Lesbische Frau trotz Morddrohungen abgeschoben
Aus einem Frauenhaus in Oberbayern heraus wurde eine lesbische Kosovarin am Donnerstag in ihr Heimatland abgeschoben. Dort war sie von ihrer Familie zwangsverlobt, misshandelt und mit Mord bedroht worden.
Von Karin Schupp
l-mag.de, 18.6.2016 - Am Donnerstagmorgen um acht Uhr wurde eine lesbische Frau (23) aus einem Frauenhaus in Oberbayern abgeführt und schon mittags in den Kosovo abgeschoben. Laut der Münchener Lesbenberatungsstelle LeTRa ist die 23-Jährige höchst suizidal und hat in ihrer Heimat familiäre Gewalt oder sogar ihren Tod zu befürchten.
Die junge Frau wurde zwangsverlobt, als sie 17 Jahre alt war und ihr Vater von ihrer Homosexualität erfuhr. Von ihrem Verlobten wurde sie monatelang vergewaltigt, von ihrem Bruder misshandelt, bis ihr die Flucht in die Hauptstadt Pristina gelang, wo sie vier Jahre lang versteckt mit einer Frau zusammenlebte und studierte. Dort jedoch spürten Vater und Bruder sie auf und drohten ihr wiederholt, sie zu töten. Schließlich gelang ihr die Flucht nach Deutschland, wo sie zuletzt in einem Frauenhaus bei München Unterschlupf fand.
Deutsche Behörden: "Sicheres Herkunftsland"
Ihr Asylantrag wurde nach Aktenlage abgelehnt, ohne dass sie persönlich angehört wurde.

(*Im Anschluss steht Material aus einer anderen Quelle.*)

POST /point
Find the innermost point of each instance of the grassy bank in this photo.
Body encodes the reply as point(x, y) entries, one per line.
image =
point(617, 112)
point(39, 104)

Nach Anordnung der Abschiebung blieben ihrer Anwältin und der LeTRA keine Zeit mehr, dagegen vorzugehen: Schon am nächsten Tag wurde sie vollzogen.
„Der Fall ist für uns klar“, zitiert die Münchener Abendzeitung eine Sprecherin des Bundesamts für Migration und Flüchtlinge. Kosovo sei ein „sicheres Herkunftsland“, die Asylablehnung sei zudem gerichtlich bestätigt worden.
„Wir sind völlig fassungslos!“, sagt Rita Braaz von LeTRa in einer Presseerkärung. „Dieser Fall zeigt besonders brutal, wie unmenschlich unsere Asylpolitik inzwischen ist. Unsere Klientin wurde in ein Land abgeschoben, in dem sie vor dem Nichts steht und ihr Leben bedroht ist.“ Die Unterstützerinnen der Kosovarin loten derzeit alle Möglichkeiten aus, ihr weiterhin zu helfen.
Die Realität im Kosovo sieht anders aus
Dieses Beispiel zeigt, wie problematisch das Konstrukt der „sicheren Herkunftsstaaten“ ist. Im Kosovo gibt es zwar seit 2004 ein Gesetz, dass Homosexuelle vor Diskriminierung schützt, die Wirklichkeit sieht aber anders aus: Menschenrechtsgruppen wie Amnesty International haben schon häufig von Todesdrohungen gegen LGBT-Aktivisten und der Flucht von Lesben und Schwulen aus dem Land berichtet.
Zurzeit plant die Bundesregierung, auch Algerien, Marokko und Tunesien zu „sicheren“ Ländern zu erklären, obwohl dort Homosexualität sogar gesetzlich verboten ist (wir berichteten).